Seems like most (all?) people in this thread are not picking up on the key insight that he's putting forward here -- which is the encapsulated process & security capability model that was in E.

I think he's absolutely right that the "right" replacement for JS is something built on that kind of foundation. It's not a matter of a language with a better syntax or a better arbitrary runtime like WASM, or whatever. It's the component and security model itself.

Unfortunately 30ish years on, people still don't seem in general to understand capabilities and what this can provide for us, especially in a environment with the trust model of the browser, which is executing arbitrary code from all over.

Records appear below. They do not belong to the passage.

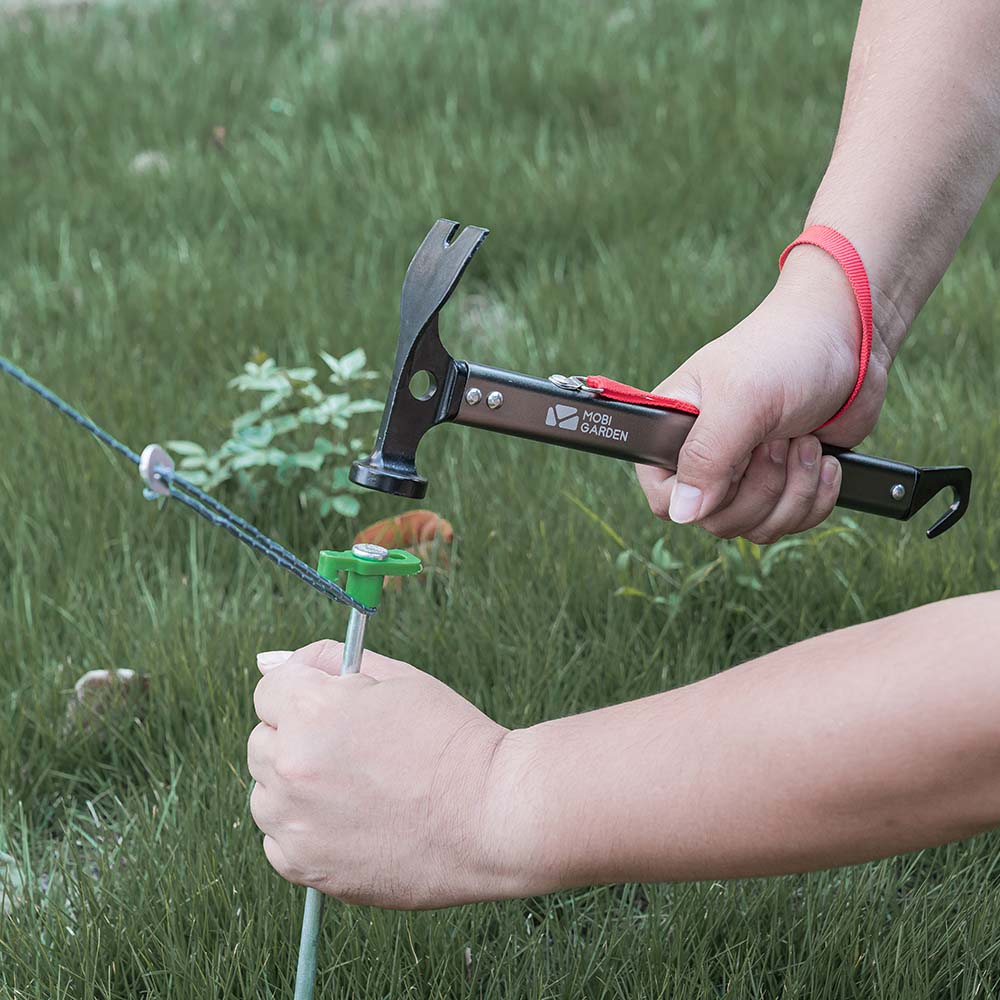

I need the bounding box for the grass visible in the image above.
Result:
[0,0,1000,1000]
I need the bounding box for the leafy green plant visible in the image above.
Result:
[167,348,382,517]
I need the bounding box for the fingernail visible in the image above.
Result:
[799,438,819,469]
[257,649,292,674]
[670,483,701,524]
[819,455,840,486]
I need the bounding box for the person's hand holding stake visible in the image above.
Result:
[247,640,519,909]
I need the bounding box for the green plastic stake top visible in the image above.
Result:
[316,546,423,608]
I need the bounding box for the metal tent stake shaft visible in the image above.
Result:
[294,544,421,1000]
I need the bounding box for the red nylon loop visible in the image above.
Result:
[778,226,874,430]
[587,375,699,416]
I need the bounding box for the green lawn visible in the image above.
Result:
[0,0,1000,1000]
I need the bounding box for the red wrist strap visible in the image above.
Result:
[778,226,874,430]
[586,226,873,430]
[586,375,698,416]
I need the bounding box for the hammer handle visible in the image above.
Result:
[452,362,971,537]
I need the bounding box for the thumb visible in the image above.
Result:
[659,366,765,524]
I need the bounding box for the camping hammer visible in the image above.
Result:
[350,219,972,538]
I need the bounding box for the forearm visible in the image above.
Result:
[495,591,1000,893]
[790,0,1000,356]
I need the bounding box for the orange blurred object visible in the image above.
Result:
[354,510,455,590]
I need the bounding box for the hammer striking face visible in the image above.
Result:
[350,219,972,538]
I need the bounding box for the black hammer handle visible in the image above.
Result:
[454,362,972,538]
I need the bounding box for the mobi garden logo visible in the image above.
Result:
[545,403,580,431]
[545,403,629,441]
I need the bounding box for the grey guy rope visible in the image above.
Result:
[0,355,375,615]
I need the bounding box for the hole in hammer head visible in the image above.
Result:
[410,371,437,399]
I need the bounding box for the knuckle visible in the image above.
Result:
[678,430,722,473]
[274,752,317,785]
[646,491,670,521]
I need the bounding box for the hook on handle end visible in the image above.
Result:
[910,465,972,538]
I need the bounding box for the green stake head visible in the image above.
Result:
[316,545,423,608]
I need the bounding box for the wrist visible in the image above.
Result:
[774,236,907,412]
[484,723,577,899]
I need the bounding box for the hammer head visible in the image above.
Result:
[350,219,488,500]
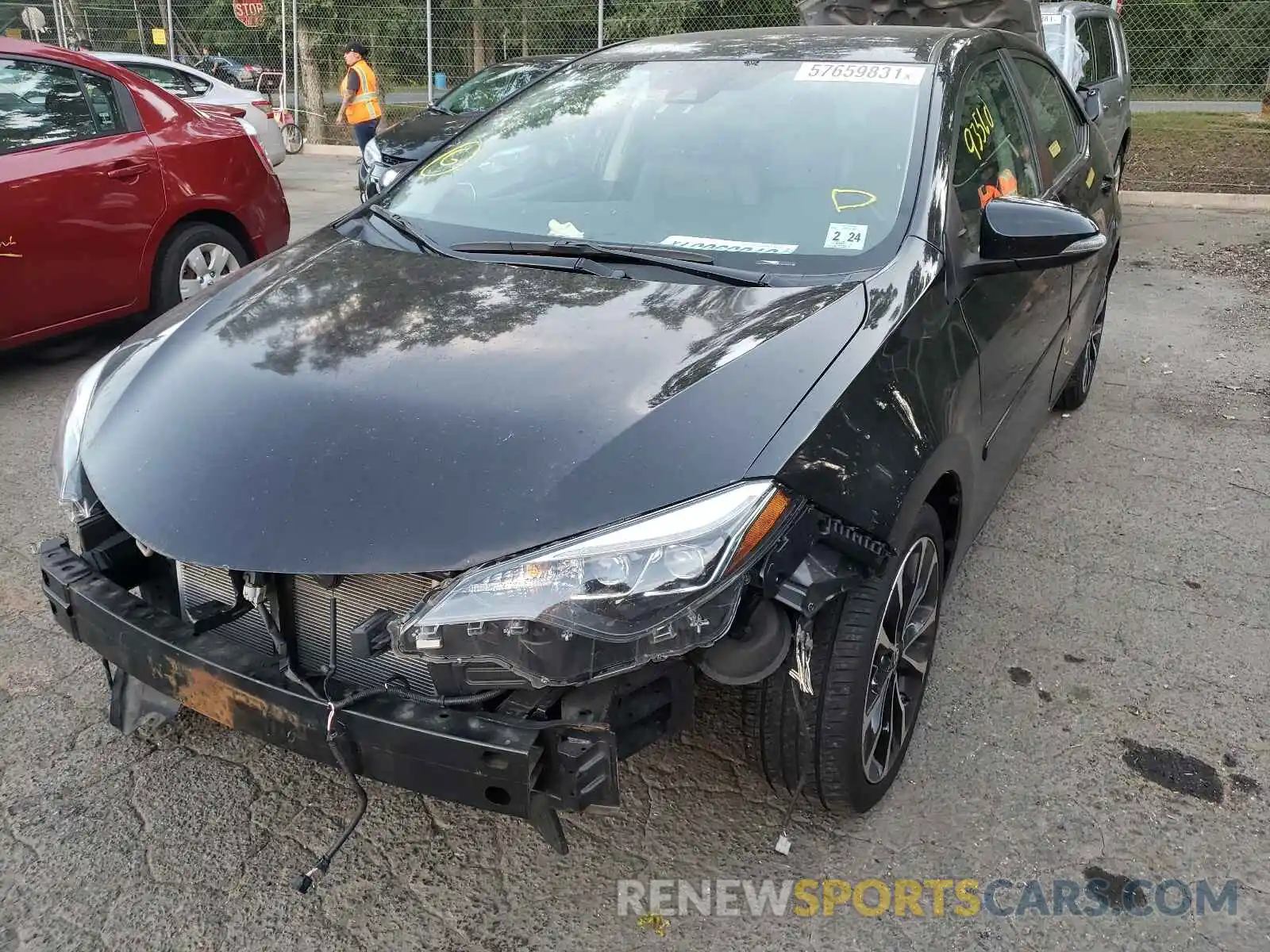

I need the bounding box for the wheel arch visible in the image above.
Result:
[144,208,256,307]
[891,434,976,579]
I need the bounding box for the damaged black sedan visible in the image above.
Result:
[40,27,1119,889]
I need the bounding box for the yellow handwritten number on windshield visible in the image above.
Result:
[961,100,997,159]
[419,140,480,179]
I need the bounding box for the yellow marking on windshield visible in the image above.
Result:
[419,138,480,178]
[961,99,997,159]
[829,188,878,212]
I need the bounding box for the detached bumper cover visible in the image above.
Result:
[40,539,618,821]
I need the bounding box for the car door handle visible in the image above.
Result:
[106,163,150,179]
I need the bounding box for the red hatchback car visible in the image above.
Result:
[0,38,291,351]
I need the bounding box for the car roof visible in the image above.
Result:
[0,36,132,80]
[91,49,210,72]
[588,25,975,63]
[1037,0,1119,19]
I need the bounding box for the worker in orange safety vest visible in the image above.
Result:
[979,169,1018,208]
[335,43,383,150]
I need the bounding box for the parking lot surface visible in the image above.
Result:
[0,156,1270,952]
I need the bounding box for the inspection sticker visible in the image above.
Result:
[662,235,798,255]
[824,224,868,251]
[794,62,927,86]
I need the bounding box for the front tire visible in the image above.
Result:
[741,505,944,812]
[1054,271,1111,411]
[151,222,249,315]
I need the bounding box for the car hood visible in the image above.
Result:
[375,113,484,161]
[80,228,865,574]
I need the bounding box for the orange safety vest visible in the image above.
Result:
[339,60,383,125]
[979,169,1018,208]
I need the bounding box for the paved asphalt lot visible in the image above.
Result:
[0,156,1270,952]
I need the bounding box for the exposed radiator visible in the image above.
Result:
[176,562,440,694]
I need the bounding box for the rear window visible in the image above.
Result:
[1088,17,1119,83]
[0,59,97,154]
[386,60,929,273]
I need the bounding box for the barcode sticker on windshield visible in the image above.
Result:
[824,224,868,251]
[794,62,926,86]
[662,235,798,255]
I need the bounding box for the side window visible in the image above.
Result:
[952,61,1041,249]
[1014,56,1084,188]
[1090,17,1119,83]
[0,59,97,155]
[1076,17,1099,83]
[123,62,189,97]
[80,72,129,136]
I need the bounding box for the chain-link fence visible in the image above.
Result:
[0,0,1270,190]
[1122,0,1270,103]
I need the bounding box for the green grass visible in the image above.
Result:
[1124,113,1270,193]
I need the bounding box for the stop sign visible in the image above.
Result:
[233,0,264,27]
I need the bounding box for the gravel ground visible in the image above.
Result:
[0,156,1270,952]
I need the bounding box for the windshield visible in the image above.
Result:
[437,62,555,113]
[383,60,929,274]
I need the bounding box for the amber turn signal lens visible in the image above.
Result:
[728,489,790,571]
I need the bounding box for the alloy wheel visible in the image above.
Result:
[1081,290,1110,393]
[860,536,942,783]
[178,243,239,301]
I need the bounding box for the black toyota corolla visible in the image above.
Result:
[40,27,1119,887]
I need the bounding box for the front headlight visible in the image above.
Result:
[395,482,794,684]
[52,354,110,520]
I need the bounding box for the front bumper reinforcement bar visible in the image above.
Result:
[40,539,655,853]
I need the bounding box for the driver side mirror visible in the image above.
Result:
[1081,87,1103,122]
[965,197,1107,278]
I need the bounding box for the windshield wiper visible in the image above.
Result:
[367,205,448,256]
[453,239,767,287]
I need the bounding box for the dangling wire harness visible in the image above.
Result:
[249,597,506,893]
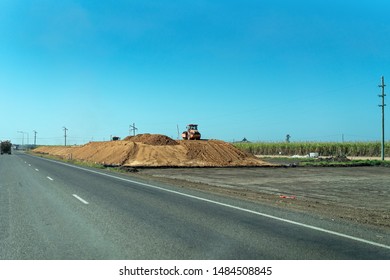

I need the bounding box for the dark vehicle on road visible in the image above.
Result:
[0,141,12,155]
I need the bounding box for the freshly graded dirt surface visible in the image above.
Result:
[137,167,390,230]
[34,134,272,167]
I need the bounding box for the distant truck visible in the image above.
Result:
[0,141,12,155]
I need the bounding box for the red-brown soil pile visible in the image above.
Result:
[34,134,269,167]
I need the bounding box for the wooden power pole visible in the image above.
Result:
[378,76,386,160]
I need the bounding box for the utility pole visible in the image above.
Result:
[33,130,38,147]
[378,76,386,160]
[63,126,68,146]
[129,123,138,136]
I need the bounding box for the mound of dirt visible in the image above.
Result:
[34,134,270,167]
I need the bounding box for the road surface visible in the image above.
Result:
[0,153,390,260]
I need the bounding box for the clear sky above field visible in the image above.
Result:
[0,0,390,144]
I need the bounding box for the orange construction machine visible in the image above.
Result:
[181,124,200,140]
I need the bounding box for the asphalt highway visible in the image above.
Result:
[0,153,390,260]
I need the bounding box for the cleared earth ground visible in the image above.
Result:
[133,167,390,233]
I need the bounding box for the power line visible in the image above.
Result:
[63,126,68,146]
[378,76,386,160]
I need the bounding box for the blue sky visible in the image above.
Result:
[0,0,390,144]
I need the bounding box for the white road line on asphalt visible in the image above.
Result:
[73,194,89,204]
[33,158,390,250]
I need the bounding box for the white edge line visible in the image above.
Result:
[36,156,390,250]
[73,194,89,204]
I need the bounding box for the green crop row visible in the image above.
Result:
[233,142,390,157]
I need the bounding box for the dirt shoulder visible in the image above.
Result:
[132,167,390,231]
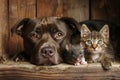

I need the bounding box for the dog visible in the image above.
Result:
[11,17,77,65]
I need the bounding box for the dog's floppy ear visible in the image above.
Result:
[60,17,81,30]
[11,18,30,35]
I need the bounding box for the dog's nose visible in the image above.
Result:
[41,47,55,57]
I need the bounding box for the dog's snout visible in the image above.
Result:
[41,47,55,57]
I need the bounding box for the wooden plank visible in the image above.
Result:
[37,0,63,17]
[63,0,89,21]
[0,0,8,62]
[8,0,36,54]
[0,62,120,80]
[91,0,120,25]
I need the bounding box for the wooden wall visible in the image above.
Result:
[0,0,120,57]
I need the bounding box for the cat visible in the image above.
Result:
[80,24,114,70]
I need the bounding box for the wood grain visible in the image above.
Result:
[63,0,89,21]
[8,0,36,54]
[91,0,120,25]
[0,63,120,80]
[0,0,8,62]
[37,0,63,17]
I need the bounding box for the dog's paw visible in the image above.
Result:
[101,62,112,71]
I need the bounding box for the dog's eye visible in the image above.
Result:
[36,28,41,33]
[29,33,40,40]
[86,40,92,45]
[54,32,64,39]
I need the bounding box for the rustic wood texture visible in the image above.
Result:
[0,62,120,80]
[0,0,8,62]
[8,0,36,54]
[91,0,120,25]
[37,0,63,17]
[63,0,89,21]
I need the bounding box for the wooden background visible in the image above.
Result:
[0,0,120,55]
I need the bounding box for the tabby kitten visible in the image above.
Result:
[81,24,113,70]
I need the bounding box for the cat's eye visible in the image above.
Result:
[98,40,103,44]
[86,40,92,45]
[54,32,64,39]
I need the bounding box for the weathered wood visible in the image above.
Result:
[0,63,120,80]
[0,0,8,62]
[63,0,89,21]
[37,0,63,17]
[91,0,120,25]
[8,0,36,54]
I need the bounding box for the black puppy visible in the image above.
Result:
[12,17,79,65]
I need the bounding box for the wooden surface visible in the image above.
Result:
[0,0,9,59]
[0,62,120,80]
[0,0,120,55]
[90,0,120,25]
[7,0,36,54]
[63,0,89,21]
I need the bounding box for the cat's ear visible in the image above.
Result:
[100,24,109,41]
[81,24,91,38]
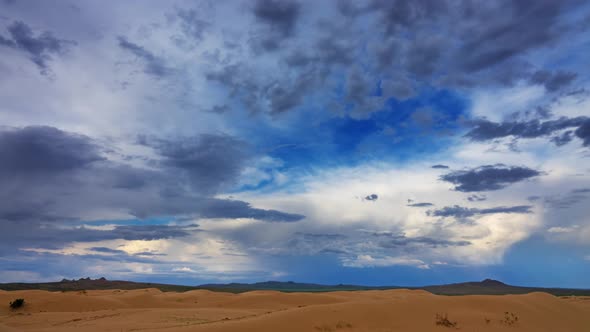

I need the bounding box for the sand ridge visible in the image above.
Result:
[0,289,590,332]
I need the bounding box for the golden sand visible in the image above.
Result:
[0,289,590,332]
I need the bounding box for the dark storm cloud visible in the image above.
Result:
[192,0,583,118]
[531,70,577,92]
[428,205,532,218]
[0,220,197,252]
[88,247,125,254]
[550,130,574,146]
[379,234,471,248]
[440,164,541,192]
[117,36,173,78]
[465,116,590,146]
[144,134,252,193]
[199,199,305,222]
[0,127,304,253]
[459,0,579,71]
[0,126,104,176]
[537,188,590,209]
[372,0,448,34]
[252,0,301,52]
[575,119,590,146]
[253,0,301,37]
[467,194,488,202]
[0,21,76,74]
[407,202,434,207]
[176,8,211,43]
[365,194,379,201]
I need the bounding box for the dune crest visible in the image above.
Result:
[0,289,590,332]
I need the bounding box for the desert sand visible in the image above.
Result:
[0,289,590,332]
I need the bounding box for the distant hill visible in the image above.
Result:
[0,278,590,296]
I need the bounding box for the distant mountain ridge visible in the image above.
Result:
[0,278,590,296]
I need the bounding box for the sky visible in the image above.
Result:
[0,0,590,288]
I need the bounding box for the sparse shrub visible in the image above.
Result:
[500,311,518,326]
[336,321,352,329]
[435,314,457,327]
[10,299,25,309]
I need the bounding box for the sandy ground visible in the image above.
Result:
[0,289,590,332]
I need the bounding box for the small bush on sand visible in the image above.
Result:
[500,311,518,326]
[435,314,457,327]
[10,299,25,309]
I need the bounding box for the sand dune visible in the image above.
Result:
[0,289,590,332]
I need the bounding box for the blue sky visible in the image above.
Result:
[0,0,590,288]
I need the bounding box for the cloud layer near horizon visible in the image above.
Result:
[0,0,590,286]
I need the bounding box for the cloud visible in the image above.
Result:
[377,234,471,248]
[408,203,434,207]
[467,194,488,202]
[199,199,305,222]
[0,21,77,75]
[117,36,174,78]
[0,220,198,253]
[0,126,105,176]
[440,164,541,192]
[537,188,590,209]
[89,247,125,254]
[465,116,590,146]
[176,8,211,43]
[252,0,301,51]
[531,70,578,92]
[145,134,252,193]
[575,119,590,146]
[431,164,449,169]
[365,194,379,201]
[342,255,430,269]
[427,205,532,218]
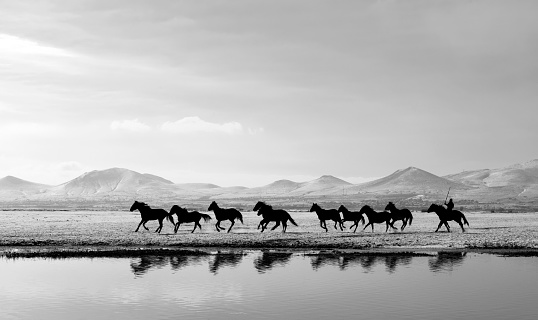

I encourage people to read up on caps, and actually on E itself.

I'm glad to see Fuchsia running with the capabilities baton. And it's in a lot of devices in the form of SeL4. But almost never exposed as an aspect of "end user" programming.

EDIT: obligatory WP links: https://en.wikipedia.org/wiki/Object-capability_model and https://en.wikipedia.org/wiki/E_(programming_language)

> or a better arbitrary runtime like WASM

> It's the component and security model itself.

WASI and the WASM component model proposal [1] are moving to a capability based system (enabled by unforgeable references aka `reftype`) and to isolation between different parts of your code, which would make isolating and restricting dependencies really easy.

Combined with interface types (essentially a universal cross-language ABI) the ecosystem has the building blocks for building very secure systems.

Sadly progress has been very slow, with no end in sight, but I remain hopeful.